Insurance News

Citizens Property Insurance grilled about rate hike request

Posted on: September 19, 2010

Citizens Property Insurance Corp. officials were questioned Tuesday about the insurer’s request for an average 8.4 percent statewide rate hike.

That includes an average increase of as much as 11.3 percent in parts of South Florida and a 9.3 percent statewide rate hike for policies that cover homes, condominium units, renters, mobile homes and vacation or rented property.

Some policyholders’ rates would decrease under the proposal. Regulators have until Sept. 23 to approve the requested rate hike for homeowners policies and until Oct. 17 for condominium association policies.

Citizens is the largest property insurer in the state with nearly 1.2 million policies, including about half in South Florida.

Questions from Office of Insurance Regulation officials and consumer advocates included:

Why does state-backed Citizens want to collect seven times what private insurers typically request for emergencies or unforeseen events?

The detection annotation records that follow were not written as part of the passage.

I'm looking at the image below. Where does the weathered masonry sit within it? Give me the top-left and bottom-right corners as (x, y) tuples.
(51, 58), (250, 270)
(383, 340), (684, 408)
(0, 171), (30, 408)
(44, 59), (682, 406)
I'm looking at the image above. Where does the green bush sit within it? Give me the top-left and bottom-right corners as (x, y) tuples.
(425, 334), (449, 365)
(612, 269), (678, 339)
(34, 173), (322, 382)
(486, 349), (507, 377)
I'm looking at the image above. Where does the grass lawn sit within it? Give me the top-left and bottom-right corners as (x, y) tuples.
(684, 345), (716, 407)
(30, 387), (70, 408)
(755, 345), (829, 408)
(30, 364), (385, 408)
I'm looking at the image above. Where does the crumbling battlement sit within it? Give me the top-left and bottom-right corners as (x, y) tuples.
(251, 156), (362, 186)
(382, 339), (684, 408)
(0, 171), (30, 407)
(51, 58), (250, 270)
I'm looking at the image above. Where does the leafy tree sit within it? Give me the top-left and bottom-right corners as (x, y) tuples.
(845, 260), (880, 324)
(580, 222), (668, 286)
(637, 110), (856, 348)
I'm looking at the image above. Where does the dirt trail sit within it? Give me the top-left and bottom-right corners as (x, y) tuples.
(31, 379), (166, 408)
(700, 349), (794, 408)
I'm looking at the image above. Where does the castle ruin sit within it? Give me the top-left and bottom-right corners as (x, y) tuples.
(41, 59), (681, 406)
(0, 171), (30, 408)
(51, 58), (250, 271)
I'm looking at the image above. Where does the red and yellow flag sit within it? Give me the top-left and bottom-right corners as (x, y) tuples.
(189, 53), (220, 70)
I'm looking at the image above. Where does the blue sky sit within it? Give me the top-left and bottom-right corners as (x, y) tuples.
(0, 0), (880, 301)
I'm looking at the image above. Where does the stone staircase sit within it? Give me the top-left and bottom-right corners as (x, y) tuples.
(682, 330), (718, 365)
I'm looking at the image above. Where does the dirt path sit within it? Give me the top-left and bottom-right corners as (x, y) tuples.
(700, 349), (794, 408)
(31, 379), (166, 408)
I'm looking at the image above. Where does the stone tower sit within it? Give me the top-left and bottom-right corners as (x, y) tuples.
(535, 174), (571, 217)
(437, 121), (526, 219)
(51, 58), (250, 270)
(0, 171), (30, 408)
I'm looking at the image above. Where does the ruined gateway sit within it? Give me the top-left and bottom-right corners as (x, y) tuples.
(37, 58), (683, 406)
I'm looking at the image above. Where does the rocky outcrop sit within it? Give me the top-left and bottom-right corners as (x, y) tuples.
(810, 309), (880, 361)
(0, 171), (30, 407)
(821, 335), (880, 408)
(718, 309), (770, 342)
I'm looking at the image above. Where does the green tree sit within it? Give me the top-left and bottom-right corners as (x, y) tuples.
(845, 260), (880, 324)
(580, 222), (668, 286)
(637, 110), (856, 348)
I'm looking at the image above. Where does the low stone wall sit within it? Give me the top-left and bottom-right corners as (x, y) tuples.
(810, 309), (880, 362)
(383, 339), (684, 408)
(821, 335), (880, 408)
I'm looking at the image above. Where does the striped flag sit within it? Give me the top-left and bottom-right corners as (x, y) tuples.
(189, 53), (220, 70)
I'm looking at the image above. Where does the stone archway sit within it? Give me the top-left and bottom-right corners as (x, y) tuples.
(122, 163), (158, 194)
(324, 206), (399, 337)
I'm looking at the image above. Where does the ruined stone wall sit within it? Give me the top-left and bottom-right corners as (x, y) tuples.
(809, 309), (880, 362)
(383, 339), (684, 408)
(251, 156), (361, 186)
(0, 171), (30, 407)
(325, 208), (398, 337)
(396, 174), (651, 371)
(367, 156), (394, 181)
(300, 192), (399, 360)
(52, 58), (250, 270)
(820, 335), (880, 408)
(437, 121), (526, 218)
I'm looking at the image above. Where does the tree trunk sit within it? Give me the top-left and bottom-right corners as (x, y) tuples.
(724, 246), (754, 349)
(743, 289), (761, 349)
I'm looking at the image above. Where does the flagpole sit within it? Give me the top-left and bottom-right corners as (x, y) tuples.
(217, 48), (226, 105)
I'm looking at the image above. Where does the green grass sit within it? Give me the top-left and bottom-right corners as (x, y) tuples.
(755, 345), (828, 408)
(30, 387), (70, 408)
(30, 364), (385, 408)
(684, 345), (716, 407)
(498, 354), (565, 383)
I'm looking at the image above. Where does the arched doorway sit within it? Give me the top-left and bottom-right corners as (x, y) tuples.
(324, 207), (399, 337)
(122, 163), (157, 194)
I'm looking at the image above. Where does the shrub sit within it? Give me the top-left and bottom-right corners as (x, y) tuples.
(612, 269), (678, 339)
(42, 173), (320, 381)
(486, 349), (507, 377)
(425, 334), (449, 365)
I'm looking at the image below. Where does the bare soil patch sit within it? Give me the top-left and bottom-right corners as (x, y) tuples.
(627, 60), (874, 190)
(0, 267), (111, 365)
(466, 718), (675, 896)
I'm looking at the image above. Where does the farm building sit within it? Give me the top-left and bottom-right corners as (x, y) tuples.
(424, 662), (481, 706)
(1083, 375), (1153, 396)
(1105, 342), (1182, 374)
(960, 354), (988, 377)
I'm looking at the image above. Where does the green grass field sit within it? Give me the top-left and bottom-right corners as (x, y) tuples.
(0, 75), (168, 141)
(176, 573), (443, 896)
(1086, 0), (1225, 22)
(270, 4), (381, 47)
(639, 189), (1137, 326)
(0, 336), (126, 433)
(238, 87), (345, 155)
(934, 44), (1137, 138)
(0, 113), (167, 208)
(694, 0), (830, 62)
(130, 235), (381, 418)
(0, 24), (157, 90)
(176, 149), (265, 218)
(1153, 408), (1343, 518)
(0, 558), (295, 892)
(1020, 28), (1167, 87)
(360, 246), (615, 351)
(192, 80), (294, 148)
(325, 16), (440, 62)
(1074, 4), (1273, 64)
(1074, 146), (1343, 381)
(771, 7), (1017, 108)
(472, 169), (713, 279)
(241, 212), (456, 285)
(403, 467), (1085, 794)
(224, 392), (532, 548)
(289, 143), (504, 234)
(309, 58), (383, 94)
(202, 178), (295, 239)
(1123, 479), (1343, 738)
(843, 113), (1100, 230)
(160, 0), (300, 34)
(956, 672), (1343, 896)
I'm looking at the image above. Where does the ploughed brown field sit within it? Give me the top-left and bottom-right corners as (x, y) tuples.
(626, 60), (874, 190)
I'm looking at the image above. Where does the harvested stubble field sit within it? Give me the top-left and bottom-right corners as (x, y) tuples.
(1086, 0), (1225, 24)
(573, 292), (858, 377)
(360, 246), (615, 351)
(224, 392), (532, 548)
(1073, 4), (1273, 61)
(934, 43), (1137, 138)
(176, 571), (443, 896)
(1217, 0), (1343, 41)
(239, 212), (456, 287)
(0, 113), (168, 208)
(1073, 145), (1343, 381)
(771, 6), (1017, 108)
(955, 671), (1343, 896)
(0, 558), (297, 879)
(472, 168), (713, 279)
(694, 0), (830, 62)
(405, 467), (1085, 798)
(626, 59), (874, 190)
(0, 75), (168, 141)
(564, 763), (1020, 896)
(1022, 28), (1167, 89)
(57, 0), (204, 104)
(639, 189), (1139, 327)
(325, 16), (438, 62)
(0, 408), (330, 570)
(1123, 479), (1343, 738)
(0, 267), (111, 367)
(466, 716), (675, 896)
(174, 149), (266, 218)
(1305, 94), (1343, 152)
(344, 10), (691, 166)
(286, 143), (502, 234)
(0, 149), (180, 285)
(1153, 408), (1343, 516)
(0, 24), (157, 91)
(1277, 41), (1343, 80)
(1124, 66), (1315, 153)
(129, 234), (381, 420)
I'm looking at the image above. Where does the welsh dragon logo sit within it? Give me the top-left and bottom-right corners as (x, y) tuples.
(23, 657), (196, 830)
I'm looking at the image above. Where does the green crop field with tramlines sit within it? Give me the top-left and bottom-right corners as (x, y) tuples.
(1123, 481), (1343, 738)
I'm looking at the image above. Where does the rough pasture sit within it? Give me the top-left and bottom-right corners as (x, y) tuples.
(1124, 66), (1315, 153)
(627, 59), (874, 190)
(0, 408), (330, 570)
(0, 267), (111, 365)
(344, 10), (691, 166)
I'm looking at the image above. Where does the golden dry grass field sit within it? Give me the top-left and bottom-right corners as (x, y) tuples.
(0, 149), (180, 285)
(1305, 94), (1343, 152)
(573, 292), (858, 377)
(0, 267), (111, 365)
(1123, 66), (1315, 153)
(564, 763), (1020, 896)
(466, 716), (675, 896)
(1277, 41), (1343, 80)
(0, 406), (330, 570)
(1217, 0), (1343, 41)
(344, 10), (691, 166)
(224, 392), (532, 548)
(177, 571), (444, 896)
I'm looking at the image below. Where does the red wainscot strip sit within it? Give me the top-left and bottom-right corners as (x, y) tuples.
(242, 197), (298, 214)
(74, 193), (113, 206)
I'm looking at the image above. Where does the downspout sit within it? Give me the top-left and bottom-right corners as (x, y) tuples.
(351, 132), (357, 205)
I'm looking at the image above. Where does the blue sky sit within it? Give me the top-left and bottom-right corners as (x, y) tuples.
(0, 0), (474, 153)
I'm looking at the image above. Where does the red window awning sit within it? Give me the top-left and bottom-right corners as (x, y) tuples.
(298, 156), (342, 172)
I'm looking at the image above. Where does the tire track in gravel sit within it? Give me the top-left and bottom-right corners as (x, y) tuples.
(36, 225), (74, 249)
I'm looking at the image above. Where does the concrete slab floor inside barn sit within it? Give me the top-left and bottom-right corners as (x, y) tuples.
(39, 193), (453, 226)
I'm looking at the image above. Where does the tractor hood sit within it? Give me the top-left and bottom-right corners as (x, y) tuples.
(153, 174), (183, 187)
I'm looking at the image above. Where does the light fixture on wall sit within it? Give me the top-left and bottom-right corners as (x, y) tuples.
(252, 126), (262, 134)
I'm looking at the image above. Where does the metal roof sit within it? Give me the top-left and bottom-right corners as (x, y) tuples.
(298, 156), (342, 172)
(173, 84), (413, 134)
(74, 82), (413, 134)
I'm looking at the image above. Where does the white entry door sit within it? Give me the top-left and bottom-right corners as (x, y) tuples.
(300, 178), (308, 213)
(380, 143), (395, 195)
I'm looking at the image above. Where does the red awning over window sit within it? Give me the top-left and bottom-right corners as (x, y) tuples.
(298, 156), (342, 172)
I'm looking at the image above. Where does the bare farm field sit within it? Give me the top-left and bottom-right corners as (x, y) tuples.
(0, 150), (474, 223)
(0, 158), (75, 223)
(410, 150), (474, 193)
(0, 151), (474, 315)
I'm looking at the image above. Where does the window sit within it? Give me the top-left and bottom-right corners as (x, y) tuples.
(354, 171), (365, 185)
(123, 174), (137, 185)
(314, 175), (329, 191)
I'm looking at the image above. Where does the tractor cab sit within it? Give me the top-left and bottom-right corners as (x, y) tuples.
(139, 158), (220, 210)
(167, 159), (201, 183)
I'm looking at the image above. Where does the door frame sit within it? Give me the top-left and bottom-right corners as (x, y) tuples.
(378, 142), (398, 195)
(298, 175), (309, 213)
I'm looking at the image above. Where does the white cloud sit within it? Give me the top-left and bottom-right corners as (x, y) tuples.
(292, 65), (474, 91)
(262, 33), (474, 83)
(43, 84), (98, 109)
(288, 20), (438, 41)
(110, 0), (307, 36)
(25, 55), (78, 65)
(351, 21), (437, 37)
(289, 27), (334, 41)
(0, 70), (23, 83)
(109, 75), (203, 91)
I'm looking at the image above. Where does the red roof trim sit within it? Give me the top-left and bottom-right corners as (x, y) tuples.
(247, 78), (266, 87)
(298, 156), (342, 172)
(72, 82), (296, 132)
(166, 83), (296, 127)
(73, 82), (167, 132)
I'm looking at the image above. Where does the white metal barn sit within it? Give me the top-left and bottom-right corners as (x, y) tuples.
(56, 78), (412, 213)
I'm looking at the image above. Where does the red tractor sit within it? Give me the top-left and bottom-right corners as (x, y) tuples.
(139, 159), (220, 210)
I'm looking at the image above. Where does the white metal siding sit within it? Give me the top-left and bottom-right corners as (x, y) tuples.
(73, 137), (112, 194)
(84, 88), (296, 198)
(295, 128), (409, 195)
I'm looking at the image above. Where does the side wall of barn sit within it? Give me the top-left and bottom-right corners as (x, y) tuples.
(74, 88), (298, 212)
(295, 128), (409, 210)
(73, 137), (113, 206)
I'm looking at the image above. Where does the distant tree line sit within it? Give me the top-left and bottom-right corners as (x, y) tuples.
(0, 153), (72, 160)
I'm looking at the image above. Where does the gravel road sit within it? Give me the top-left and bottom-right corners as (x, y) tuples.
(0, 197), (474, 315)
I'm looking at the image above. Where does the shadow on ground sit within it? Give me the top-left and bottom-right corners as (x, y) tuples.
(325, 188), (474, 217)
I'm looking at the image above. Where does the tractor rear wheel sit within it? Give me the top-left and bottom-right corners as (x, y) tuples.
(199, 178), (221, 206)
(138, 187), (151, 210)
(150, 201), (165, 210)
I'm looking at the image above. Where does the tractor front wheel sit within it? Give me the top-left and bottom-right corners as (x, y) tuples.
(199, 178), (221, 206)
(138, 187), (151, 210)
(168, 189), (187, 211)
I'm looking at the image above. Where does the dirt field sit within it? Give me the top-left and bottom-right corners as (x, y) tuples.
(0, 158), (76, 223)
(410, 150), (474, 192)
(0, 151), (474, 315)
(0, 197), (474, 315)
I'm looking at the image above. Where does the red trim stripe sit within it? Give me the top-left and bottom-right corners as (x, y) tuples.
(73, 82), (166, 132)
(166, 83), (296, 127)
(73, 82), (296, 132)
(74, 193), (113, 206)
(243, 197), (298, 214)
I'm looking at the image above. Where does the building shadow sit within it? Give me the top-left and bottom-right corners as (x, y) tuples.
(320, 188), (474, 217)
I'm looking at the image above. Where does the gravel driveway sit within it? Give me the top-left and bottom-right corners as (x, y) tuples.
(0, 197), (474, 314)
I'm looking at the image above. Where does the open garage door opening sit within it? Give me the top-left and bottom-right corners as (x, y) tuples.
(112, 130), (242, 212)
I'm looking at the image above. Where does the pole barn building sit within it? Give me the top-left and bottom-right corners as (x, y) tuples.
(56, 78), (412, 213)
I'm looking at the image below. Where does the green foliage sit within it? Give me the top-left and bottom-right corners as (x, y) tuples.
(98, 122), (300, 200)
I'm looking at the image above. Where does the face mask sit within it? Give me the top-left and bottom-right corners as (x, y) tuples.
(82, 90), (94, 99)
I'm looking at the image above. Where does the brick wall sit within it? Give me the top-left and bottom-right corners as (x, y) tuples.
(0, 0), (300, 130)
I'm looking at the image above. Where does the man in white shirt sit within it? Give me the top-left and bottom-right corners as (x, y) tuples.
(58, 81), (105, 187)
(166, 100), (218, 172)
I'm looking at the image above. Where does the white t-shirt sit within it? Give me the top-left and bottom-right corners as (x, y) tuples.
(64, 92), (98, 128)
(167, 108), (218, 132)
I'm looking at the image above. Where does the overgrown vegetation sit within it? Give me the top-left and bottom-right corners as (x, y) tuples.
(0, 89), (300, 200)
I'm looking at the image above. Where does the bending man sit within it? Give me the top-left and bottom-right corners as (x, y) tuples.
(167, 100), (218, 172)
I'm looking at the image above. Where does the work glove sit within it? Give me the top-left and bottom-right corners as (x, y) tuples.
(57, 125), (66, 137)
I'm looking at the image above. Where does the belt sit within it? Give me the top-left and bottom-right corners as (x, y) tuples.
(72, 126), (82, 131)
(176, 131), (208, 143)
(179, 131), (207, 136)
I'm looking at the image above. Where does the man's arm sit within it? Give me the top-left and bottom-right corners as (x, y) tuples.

“I don’t know where you got 24.7 percent,” said Deputy Insurance Commissioner Belinda Miller.

The Insurance Consumer Advocate’s office noted that private insurers’ so-called profit and contingency factors combined are typically close to 3.7 percent. And Citizens, Florida’s insurer of last resort, doesn’t have to worry about earning a profit.

Paul Palumbo, Citizens’ senior vice president of underwriting, said Citizens has had a hard time predicting losses and expenses based on past experience. For instance, this year the company took on about 200,000 more policies because two insurers folded. It has far more older mobile home policies than it expected, Palumbo said.

“Those are the kinds of things [the contingency factor] intended to capture,” he said.

How is Citizens going to pay for a huge rise in sinkhole claims costs when its premium increases are capped at 10 percent by a state law?

Citizens collected $19.6 million in premiums specifically for sinkhole coverage in 2009 but paid out $97 million in sinkhole claims and expenses. Most of the sinkhole claims were for minor cracks in walls and driveways, according to the insurer.

Citizens officials said its rate hike is needed in part due to higher claims costs for sinkholes, fires and other problems.

Bob Lee, an actuary for the insurance regulation office, said calculating rates should be “prospective, not retroactive” but said it makes sense to look at the past data to help predict future costs.